An Oakland man who briefly acted as his own lawyer and postponed his sentencing four times has been sentenced to 45 years to life in state prison for shooting a man who witnessed shots fired at an Oakland police officer. At a hearing on Wednesday, Marcus Moore, 32, sought to fire his lawyer, Darryl Stallworth, for the second time and tried to postpone his sentencing a fifth time. But after prosecutor Colleen McMahon warned that, “Mr. Moore is essentially trying to delay going to state prison,” Alameda County Superior
Court Judge Allan Hymer decided that he wouldn’t grant any further delays. He denied Moore’s motion to fire Stallworth, a respected Oakland lawyer and former prosecutor who has handled many high-profile trials, and sentenced Moore to state prison.
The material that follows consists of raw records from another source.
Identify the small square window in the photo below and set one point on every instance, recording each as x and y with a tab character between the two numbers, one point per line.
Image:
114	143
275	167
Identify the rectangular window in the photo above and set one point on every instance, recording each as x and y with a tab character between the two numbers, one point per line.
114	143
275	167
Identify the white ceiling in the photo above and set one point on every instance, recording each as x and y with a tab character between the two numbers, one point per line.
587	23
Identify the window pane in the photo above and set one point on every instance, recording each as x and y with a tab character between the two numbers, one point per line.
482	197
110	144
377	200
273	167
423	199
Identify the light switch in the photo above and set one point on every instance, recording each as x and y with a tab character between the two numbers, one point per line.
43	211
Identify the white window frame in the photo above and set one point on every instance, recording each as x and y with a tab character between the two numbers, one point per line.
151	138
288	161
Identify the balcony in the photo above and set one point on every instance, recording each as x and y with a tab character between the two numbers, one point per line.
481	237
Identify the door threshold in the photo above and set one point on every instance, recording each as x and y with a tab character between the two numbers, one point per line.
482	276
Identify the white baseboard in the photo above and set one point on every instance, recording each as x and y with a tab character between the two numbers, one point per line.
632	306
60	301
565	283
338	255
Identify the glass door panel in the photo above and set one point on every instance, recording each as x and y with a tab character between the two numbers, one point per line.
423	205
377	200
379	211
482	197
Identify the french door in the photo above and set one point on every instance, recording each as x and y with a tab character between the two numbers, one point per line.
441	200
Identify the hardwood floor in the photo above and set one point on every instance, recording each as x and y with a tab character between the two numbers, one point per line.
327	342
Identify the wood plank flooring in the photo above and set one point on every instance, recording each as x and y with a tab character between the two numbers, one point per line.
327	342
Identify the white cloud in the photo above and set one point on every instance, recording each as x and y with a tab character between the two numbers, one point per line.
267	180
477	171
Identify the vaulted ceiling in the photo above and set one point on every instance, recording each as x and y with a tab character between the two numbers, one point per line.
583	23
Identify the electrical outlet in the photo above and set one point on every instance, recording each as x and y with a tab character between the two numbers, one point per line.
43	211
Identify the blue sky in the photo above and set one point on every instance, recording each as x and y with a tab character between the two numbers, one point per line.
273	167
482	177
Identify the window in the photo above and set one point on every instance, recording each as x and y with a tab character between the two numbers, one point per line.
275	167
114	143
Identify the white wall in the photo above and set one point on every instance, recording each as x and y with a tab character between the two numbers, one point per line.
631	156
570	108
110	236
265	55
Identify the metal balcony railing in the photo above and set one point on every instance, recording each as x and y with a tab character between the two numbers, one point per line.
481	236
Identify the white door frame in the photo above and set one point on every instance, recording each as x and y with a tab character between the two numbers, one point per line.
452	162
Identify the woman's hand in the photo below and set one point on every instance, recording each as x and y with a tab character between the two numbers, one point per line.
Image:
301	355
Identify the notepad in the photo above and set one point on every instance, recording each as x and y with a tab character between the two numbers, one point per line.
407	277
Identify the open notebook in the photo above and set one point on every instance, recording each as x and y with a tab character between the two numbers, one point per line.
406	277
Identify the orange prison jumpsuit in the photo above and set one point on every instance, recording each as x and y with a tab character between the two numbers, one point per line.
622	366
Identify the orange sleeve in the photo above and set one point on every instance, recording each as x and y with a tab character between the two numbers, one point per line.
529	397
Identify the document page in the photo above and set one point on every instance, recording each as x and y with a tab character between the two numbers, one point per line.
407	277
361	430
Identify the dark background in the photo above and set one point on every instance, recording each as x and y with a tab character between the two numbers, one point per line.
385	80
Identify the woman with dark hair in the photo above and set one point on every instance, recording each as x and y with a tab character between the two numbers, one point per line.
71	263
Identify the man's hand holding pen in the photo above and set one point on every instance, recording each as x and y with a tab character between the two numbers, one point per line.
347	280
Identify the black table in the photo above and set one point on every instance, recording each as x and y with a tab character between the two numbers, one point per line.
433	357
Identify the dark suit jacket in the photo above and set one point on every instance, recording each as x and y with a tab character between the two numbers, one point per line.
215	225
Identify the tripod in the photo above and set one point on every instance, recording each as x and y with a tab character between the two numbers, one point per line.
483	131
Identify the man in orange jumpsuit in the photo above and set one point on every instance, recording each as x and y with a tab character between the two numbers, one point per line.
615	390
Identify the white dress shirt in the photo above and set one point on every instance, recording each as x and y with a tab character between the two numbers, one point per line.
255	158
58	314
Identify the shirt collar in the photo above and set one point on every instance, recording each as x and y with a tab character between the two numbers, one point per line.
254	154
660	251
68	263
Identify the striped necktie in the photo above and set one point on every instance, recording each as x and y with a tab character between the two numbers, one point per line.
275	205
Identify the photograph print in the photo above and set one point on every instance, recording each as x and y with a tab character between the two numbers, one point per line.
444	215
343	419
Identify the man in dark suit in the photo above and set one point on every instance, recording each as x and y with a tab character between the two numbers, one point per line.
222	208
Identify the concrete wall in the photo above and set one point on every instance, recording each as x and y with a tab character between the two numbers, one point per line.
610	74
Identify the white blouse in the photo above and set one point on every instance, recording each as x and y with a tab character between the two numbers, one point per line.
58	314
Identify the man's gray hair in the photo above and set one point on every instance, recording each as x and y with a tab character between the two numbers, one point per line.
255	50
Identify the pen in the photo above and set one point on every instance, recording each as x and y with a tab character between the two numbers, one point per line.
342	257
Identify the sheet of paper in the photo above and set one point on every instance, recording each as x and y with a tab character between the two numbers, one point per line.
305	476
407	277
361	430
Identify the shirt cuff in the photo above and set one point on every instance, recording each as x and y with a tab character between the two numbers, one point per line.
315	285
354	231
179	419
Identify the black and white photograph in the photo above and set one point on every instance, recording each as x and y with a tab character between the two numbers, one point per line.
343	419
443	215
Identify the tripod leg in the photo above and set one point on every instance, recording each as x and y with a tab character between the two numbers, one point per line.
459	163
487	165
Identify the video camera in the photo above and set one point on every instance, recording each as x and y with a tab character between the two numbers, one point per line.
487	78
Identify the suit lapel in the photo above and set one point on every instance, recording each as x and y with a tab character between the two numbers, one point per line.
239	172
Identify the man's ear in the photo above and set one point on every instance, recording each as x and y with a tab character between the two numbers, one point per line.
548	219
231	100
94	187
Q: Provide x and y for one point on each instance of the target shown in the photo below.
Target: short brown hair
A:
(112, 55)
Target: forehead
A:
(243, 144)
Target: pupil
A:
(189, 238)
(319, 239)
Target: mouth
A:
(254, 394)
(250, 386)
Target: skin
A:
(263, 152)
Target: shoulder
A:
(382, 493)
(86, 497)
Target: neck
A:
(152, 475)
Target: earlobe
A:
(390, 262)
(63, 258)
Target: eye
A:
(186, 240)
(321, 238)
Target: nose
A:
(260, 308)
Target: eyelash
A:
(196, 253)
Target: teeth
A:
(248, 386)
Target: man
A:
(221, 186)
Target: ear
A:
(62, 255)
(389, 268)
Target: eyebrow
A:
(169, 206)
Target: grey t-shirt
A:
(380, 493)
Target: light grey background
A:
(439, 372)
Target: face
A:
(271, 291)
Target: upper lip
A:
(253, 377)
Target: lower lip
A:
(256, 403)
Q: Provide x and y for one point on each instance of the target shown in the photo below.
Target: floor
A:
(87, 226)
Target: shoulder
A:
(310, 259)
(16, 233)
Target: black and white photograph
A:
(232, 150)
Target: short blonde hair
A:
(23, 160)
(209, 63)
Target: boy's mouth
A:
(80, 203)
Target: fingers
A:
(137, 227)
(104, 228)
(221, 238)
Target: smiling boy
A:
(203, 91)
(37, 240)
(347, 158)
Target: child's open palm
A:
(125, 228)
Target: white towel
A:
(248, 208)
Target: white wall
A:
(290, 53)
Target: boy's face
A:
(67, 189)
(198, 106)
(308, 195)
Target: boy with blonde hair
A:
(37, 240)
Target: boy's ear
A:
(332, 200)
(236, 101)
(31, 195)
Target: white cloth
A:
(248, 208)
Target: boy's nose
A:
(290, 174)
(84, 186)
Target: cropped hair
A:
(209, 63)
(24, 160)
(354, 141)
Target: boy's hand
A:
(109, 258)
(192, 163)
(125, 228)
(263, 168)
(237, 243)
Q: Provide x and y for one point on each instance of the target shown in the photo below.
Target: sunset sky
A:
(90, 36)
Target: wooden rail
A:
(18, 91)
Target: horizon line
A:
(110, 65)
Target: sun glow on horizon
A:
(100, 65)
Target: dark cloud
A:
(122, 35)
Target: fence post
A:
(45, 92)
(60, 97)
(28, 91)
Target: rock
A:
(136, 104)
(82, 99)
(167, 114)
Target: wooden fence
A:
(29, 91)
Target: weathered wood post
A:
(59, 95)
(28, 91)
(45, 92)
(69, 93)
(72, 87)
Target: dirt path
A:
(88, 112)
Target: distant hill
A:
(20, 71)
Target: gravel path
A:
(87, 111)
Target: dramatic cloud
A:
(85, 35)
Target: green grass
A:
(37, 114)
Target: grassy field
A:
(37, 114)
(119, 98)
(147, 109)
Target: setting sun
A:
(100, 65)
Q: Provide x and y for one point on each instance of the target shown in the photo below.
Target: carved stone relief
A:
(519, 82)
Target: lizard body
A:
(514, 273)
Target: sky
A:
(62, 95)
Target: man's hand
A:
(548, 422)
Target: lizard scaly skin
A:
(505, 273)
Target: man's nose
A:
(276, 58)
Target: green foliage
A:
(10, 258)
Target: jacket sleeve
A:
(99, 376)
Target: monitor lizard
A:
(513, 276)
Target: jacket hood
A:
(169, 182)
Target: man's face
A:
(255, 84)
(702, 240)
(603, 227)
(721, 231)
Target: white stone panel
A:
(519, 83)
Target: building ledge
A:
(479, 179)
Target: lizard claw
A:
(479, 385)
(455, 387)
Moore, who told Hymer, “I object to this whole hearing,” and, “You violated my due process,” is one of four defendants in a series of events that occurred almost exactly a year ago. The case began at about 11 p.m. on Aug. 27, 2009, when Oakland police Officer Marcel Patterson responded to a report that a group of about seven people was gambling in front of a Laundromat in the 2000 block of 23rd Avenue in Oakland, McMahon said several months ago during the trial. As he was responding, Moore’s half-brother, 26-year-old Oakland resident Joseph Harrison, told Patterson, “I’ll kill you,” and fired at him. McMahon said Harrison was a drug dealer who had been arrested before for making similar threats to police officers, and she believes he was upset that police were on that block while he was conducting business. Harrison was arrested the next day based on information from a male witness, McMahon said. She asked that the man’s name not be disclosed because of concerns about his safety. About 26 hours later, in the early morning hours of Aug. 29, 2009, the witness was shot several times in the same location on 23rd Avenue with the same gun that had been used to fire at Patterson, according to McMahon. McMahon said the witness’s femur and tibia were broken, and he still has metal rods in his legs. He survived the shooting, though, and was able to testify against Harrison as well as the two men who he said shot him: Moore and Freeman Griffin, a 42-year-old Oakland man. Harrison was already in jail when the witness was shot, but
McMahon said he directed Moore and Griffin to shoot him. On June 10, Harrison was convicted of assault with a firearm and
personal and intentional discharge of a firearm for shooting at Patterson. He was sentenced on July 7 to life in prison with the possibility of parole. Moore was found guilty of the willful, deliberate and premeditated attempted murder of the witness and of personally and intentionally discharging a firearm causing great bodily injury to him. He too was initially scheduled to be sentenced on July 7, but Judge Carrie Panetta, who was substituting for Hymer, allowed him to fire Stallworth and act as his own attorney. She delayed his sentencing until July 30 so he would have time to file a motion for a new trial. At the July 30 hearing, Hymer granted Moore a three-day delay so that he could file a motion to have a court-appointed investigator to help him file his motion for a new trial. But at the Aug. 2 hearing, Moore decided he didn’t want to act as his own lawyer any more and asked that an attorney be appointed to represent him. Through Alameda County’s court-appointed lawyer program, Stallworth was then appointed to represent him again. Moore said on Wednesday that he didn’t want Stallworth to represent him and he was trying to hire Oakland attorney William DuBois, who represented Oakland computer entrepreneur Hans Reiser when he was convicted of murdering his wife Nina. But McMahon objected to any further delays, saying Moore “had ample time” to try to hire someone other than Stallworth but had failed to do so. Hymer agreed, saying, “The court hasn’t heard from Mr. DuBois, and the district attorney would be unduly prejudiced in their right to have a speedy resolution to this matter.” Moore complained, “I’m not trying to play no delay tactics. I’m
exercising my rights as an American citizen.” But Hymer said, “I decline to argue the matter,” and sentenced Moore. In June, jurors deadlocked 10-2 in favor of convicting Griffin of premeditated attempted murder for shooting the witness, discharging a firearm
causing great bodily injury to the witness and being a felon in possession of a firearm. McMahon said she plans to prosecute Griffin a second time. The fourth defendant in the case was Lonnel Moore, Marcus Moore’s 27-year-old brother. He was found guilty of being a convicted felon in possession of a firearm and sentenced to time in state prison.